Même si kino.to a dû cesser son activité en juin 2011, Telekabel a contesté cette décision estimant qu’il n’entretenait aucune relation commerciale avec les exploitants de ce site et récuse la qualification « d’intermédiaire » utilisée par la justice autrichienne. Il ajoute que certaines des mesures de blocage sont coûteuses et que l’injonction qui lui a été imposée constitue une violation de la liberté d’entreprise

reconnue par les droits fondamentaux européens. L’Oberster Gerichtshof demande donc à la Cour de justice d’interpréter la directive de l’Union sur les droits d’auteur ainsi que les droits fondamentaux reconnus par le droit de l’UE, dont celui d’entreprendre. Cette directive 2001/29 prévoit la possibilité, pour les titulaires de droits, de demander qu’une ordonnance sur requête soit rendue à l’encontre des intermédiaires dont les services sont utilisés par un tiers pour porter atteinte à leurs droits.

La Cour confirme en premier lieu qu’un fournisseur d’accès qui […] permet à ses clients d’accéder à des objets protégés mis à la disposition du public sur Internet par un tiers est un intermédiaire au sens de l’article 8 de la directive dont les services sont utilisés pour porter atteinte à un droit d’auteur. Et comme il participe à la violation du droit d’auteur en ligne, il est légitime qu’il lui soit demandé d’empêcher cette activité illégale par le blocage de certains sites Internet.

Contrairement aux précédents arrêts Scarlett Extended et Sabam, qui interdisaient à un juge d’imposer à un FAI de mettre en place un système de filtrage de son propre chef, car la mesure était disproportionnée, la situation est différente ici. Le blocage d’accès à des sites Internet illégaux est demandé, via la justice, par les détenteurs de droit d’auteur, victimes de piratage.

Néanmoins, les juges donnent en partie raison à Telekabel en ce qu’ils précisent que le blocage ne doit pas se faire aux dépens du droit à la liberté d’entreprise du FAI et du droit à l’accès licite aux informations pour les utilisateurs.
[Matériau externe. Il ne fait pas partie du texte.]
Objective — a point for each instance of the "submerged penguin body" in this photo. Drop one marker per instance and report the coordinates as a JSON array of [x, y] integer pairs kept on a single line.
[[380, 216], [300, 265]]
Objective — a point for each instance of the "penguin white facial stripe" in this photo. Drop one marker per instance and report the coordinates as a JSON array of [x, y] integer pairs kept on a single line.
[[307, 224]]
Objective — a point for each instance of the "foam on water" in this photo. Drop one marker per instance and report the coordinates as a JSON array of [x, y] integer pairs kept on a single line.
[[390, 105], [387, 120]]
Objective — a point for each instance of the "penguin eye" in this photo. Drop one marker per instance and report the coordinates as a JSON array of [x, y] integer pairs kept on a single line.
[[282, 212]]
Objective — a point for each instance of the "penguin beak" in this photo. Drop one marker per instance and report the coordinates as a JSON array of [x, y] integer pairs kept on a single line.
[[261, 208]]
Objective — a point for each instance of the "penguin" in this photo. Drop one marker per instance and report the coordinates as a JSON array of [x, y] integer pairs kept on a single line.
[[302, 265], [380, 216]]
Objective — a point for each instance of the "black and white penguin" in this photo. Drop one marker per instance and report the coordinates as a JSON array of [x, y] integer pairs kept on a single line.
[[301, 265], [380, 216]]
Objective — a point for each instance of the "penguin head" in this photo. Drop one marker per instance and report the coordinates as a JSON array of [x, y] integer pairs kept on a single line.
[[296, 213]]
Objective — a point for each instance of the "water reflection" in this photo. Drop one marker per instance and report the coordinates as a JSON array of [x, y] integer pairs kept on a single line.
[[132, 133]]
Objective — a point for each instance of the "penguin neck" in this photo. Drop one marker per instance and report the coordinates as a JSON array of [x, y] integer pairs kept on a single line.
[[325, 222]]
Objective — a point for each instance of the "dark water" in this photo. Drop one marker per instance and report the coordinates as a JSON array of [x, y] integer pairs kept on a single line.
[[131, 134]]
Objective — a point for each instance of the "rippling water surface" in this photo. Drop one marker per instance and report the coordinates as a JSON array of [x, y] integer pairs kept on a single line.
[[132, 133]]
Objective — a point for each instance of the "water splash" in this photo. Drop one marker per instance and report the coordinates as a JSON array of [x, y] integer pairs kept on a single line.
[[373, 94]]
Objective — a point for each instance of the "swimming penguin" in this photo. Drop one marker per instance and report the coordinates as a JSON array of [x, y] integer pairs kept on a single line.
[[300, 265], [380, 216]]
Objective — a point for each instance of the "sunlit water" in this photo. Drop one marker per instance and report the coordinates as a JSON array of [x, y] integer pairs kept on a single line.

Le FAI peut en effet choisir les mesures qu’il mettra en place pour bloquer ou limiter l’accès au site incriminé : une injonction de blocage ne doit pas prescrire de moyens particuliers pour ce faire. Il peut être exonéré de toute responsabilité et d’astreinte s’il prouve qu’il a pris « toutes les mesures raisonnables » pour bloquer ou limiter l’accès. C’est au juge national de vérifier au cas par cas que ces principes fondamentaux sont bien respectés.